Графиня Шлизерн рассмеялась.
– Малютка, – воскликнула она, – неужели вы так плохо рассмотрели этот дом?.. Конечно, он не окружен ни заборами, ни рвами, но самый вид его как будто говорит: не подходи ко мне слишком близко… Стены его – целый арсенал оружия и победоносных трофеев, я не поручусь за то, что там нет оскальпированных черепов индейцев; куда ни посмотришь, всюду тигровые и медвежьи шкуры, что при первом же взгляде убеждает вас, что пуля хозяина не знает промаха… Господин фон Оливейра, таинственность – действительная охрана вашей резиденции… Кстати, – прервала она свое шутливое описание, – признаюсь вам чистосердечно, что сегодня даже попугай ваш заставил меня обратиться в бегство! Скажите мне ради Бога, почему эта ужасная птица не переставая кричит своим приводящим в ужас голосом: «Мщение сладко»?
Было ли то от пламени факела или на самом деле лицо португальца окрасилось таким пылающим пурпуром?
Все глаза с любопытством и ожиданием были устремлены на него.
– Много времени назад фраза эта, беспрестанно повторяемая птицей, должна была карать человека, который под влиянием слабости уклонился с пути, предписанного справедливостью, – проговорил он после небольшой паузы, обводя строгим взглядом окружающих. – Господин ее, которого она очень любила, выучил ее этим словам; он повторял их в беспамятстве, даже при последнем издыхании… С этими словами связана очень страшная история…
При последних, намеренно медленно и с ударением сказанных словах вся кровь, казалось, отлила от лица португальца.
Графиня Шлизерн устремила на него испытующе-вопросительный взгляд.
– Вы мистифицируете нас, господин фон Оливейра, – проговорила она с улыбкой, грозя ему пальцем. – Вы возбуждаете наше женское любопытство для того лишь, чтобы потом, пожав плечами, с таинственностью отказать нам в удовлетворении.

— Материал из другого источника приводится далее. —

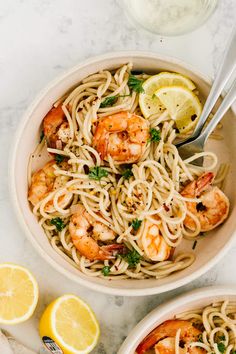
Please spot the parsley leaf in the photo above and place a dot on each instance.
(221, 347)
(155, 135)
(136, 224)
(41, 136)
(127, 173)
(194, 245)
(200, 339)
(135, 84)
(109, 101)
(132, 258)
(106, 270)
(59, 158)
(97, 173)
(58, 222)
(221, 337)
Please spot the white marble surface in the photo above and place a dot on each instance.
(38, 40)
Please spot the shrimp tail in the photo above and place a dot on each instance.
(166, 329)
(203, 182)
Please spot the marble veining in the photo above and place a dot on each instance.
(41, 39)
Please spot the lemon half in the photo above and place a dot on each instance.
(18, 294)
(148, 101)
(182, 105)
(71, 324)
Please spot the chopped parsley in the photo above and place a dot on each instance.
(135, 84)
(58, 222)
(200, 339)
(41, 136)
(221, 347)
(97, 173)
(109, 101)
(59, 158)
(136, 224)
(106, 270)
(194, 245)
(155, 135)
(132, 258)
(127, 173)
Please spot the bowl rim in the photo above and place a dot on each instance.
(144, 326)
(13, 194)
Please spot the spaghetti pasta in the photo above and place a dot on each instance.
(148, 191)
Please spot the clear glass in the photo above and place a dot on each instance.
(169, 17)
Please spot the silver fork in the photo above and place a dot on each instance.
(195, 143)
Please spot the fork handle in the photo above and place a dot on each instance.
(224, 72)
(225, 105)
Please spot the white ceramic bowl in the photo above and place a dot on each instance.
(189, 301)
(208, 251)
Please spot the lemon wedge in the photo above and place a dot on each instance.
(18, 294)
(68, 324)
(182, 105)
(148, 102)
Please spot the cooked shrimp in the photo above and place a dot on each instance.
(153, 243)
(85, 233)
(123, 136)
(45, 181)
(56, 128)
(213, 207)
(162, 338)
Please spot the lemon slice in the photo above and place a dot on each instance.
(148, 102)
(18, 294)
(182, 104)
(69, 325)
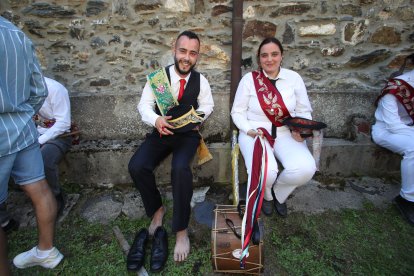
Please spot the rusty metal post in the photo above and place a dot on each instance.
(236, 51)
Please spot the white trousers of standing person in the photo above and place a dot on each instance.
(402, 144)
(295, 157)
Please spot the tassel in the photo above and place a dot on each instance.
(203, 153)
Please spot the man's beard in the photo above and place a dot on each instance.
(177, 67)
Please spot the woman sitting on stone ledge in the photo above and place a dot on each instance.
(264, 98)
(394, 130)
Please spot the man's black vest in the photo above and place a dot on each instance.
(191, 91)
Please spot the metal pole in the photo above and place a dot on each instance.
(236, 52)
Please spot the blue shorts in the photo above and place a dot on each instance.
(25, 166)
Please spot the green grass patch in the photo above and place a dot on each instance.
(352, 242)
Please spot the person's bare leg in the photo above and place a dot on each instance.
(182, 246)
(44, 204)
(4, 264)
(156, 220)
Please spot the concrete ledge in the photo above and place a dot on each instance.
(106, 162)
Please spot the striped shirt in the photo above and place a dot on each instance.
(22, 89)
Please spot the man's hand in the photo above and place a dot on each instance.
(162, 125)
(297, 137)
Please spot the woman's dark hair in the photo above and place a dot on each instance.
(189, 34)
(267, 41)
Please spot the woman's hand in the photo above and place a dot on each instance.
(253, 133)
(297, 137)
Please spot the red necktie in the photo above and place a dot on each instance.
(181, 91)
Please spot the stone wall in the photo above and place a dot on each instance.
(101, 51)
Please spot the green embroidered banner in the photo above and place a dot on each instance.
(162, 90)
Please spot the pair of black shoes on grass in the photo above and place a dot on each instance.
(159, 250)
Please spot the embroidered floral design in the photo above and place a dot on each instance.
(403, 93)
(273, 108)
(161, 89)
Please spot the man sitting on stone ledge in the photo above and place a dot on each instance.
(394, 130)
(188, 87)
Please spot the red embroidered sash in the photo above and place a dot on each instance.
(270, 99)
(403, 92)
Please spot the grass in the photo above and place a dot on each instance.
(370, 241)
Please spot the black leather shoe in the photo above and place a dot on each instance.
(159, 250)
(267, 207)
(406, 208)
(136, 254)
(281, 208)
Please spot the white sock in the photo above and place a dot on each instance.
(43, 253)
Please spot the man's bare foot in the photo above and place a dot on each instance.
(156, 220)
(182, 246)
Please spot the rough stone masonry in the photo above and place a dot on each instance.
(101, 51)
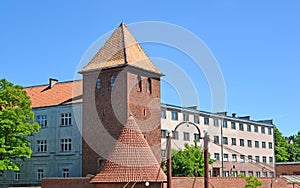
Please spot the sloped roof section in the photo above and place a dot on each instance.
(121, 49)
(132, 159)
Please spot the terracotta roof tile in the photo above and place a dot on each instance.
(60, 93)
(132, 159)
(120, 49)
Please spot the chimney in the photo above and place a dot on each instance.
(52, 82)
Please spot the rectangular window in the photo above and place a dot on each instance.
(241, 127)
(233, 125)
(249, 143)
(206, 121)
(41, 145)
(225, 140)
(224, 124)
(65, 172)
(234, 158)
(186, 136)
(249, 128)
(186, 117)
(174, 115)
(269, 131)
(42, 120)
(256, 128)
(242, 158)
(270, 145)
(40, 174)
(163, 133)
(250, 158)
(217, 156)
(257, 159)
(196, 119)
(225, 157)
(233, 141)
(66, 144)
(216, 140)
(262, 130)
(66, 119)
(242, 142)
(163, 114)
(175, 135)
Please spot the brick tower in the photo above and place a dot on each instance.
(119, 80)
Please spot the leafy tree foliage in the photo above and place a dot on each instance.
(188, 162)
(16, 124)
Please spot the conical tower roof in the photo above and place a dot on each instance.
(132, 159)
(119, 50)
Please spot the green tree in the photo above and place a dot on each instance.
(252, 182)
(281, 147)
(16, 124)
(188, 162)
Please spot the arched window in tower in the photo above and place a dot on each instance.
(98, 83)
(139, 83)
(112, 81)
(149, 87)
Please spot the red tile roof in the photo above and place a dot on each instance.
(60, 93)
(132, 159)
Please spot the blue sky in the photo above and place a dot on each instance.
(256, 44)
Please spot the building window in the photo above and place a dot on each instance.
(41, 145)
(224, 124)
(242, 158)
(217, 156)
(233, 141)
(163, 133)
(40, 174)
(249, 128)
(257, 159)
(270, 145)
(98, 83)
(163, 114)
(175, 135)
(185, 117)
(242, 143)
(262, 130)
(256, 128)
(225, 140)
(249, 143)
(269, 131)
(233, 125)
(241, 127)
(206, 121)
(196, 119)
(42, 120)
(17, 176)
(174, 115)
(216, 122)
(216, 139)
(112, 81)
(66, 144)
(186, 136)
(250, 158)
(66, 119)
(225, 157)
(65, 172)
(270, 159)
(234, 158)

– Кто говорит вам это, графиня? Я мог бы без дальнейших околичностей начать сейчас же, но вы сами, наверное, менее кого-либо простили бы мне, если бы без специального дозволения его светлости своим рассказом я нарушил программу праздника.

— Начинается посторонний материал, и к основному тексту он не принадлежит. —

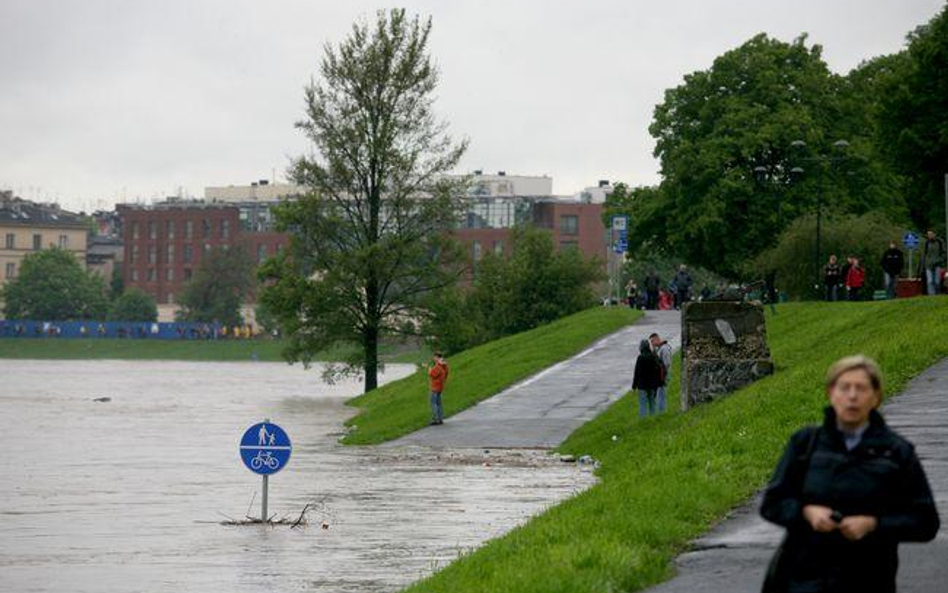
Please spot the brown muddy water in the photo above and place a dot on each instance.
(129, 495)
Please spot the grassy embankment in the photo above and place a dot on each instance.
(401, 407)
(192, 350)
(667, 479)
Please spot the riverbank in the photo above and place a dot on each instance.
(667, 479)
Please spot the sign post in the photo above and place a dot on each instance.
(265, 449)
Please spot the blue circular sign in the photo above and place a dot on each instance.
(265, 448)
(910, 240)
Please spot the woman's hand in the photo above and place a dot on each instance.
(856, 527)
(820, 518)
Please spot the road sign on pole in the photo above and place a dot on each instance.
(265, 449)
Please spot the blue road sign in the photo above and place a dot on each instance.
(265, 448)
(910, 240)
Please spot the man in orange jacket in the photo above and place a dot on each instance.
(437, 377)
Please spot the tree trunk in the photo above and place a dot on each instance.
(370, 343)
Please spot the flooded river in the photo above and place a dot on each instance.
(129, 494)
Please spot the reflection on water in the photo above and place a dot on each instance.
(128, 495)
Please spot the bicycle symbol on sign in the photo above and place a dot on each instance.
(264, 458)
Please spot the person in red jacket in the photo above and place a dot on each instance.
(855, 278)
(437, 377)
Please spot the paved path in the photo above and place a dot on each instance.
(541, 411)
(733, 557)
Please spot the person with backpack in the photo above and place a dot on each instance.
(647, 378)
(662, 350)
(848, 492)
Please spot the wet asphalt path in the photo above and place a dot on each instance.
(733, 557)
(541, 411)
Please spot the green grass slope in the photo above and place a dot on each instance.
(667, 479)
(401, 407)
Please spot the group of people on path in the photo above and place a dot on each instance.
(653, 296)
(652, 375)
(851, 276)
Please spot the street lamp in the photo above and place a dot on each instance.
(822, 160)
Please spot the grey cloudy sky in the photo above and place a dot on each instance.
(102, 100)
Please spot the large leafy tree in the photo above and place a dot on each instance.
(369, 241)
(725, 140)
(913, 120)
(221, 283)
(52, 285)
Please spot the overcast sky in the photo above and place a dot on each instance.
(105, 101)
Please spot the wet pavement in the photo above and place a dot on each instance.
(129, 494)
(733, 557)
(541, 411)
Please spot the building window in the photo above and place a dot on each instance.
(569, 224)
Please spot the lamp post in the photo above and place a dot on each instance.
(821, 160)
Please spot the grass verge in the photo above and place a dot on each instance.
(401, 407)
(667, 479)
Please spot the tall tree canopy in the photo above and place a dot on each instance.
(369, 241)
(52, 285)
(725, 140)
(913, 120)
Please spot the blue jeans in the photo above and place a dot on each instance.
(646, 402)
(931, 277)
(437, 412)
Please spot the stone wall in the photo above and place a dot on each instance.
(724, 347)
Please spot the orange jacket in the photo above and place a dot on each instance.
(438, 375)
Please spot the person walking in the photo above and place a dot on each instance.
(662, 350)
(647, 378)
(855, 278)
(652, 284)
(892, 261)
(847, 492)
(933, 262)
(832, 278)
(437, 377)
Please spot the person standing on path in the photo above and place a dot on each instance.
(662, 350)
(832, 278)
(647, 378)
(892, 261)
(848, 492)
(933, 262)
(437, 377)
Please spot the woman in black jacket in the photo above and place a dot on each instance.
(647, 378)
(848, 492)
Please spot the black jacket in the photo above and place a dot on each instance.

– Ах, ваша светлость, это же интересная история из Бразилии! – обратились молодые женщины в один голос с просьбой к князю.
– Э, я-то полагал, что ваши маленькие ножки стоят как на иголках из-за боязни, что танцы будут задержаны, – пошутил он. – Прекрасно, я очень охотно принимаю в программу праздника историю господина фон Оливейры – за это мы вычеркнем из нее мужской квартет, который должен быть исполнен в лесу.
Глава 27
Что за странный оборот дела! Человек, так сказать, заранее лишенный благорасположения князя, становится львом вечернего празднества.
Конечно, почва, на которой он стоял, колебалась, она могла изменить ему, как трясина, в которой погибает обманутый неосторожный путник. Никто не знал этого лучше прекрасной фрейлины. Она бросала на него долгие многозначительные взгляды. «Не заблуждайся», – предостерегали его темные глаза.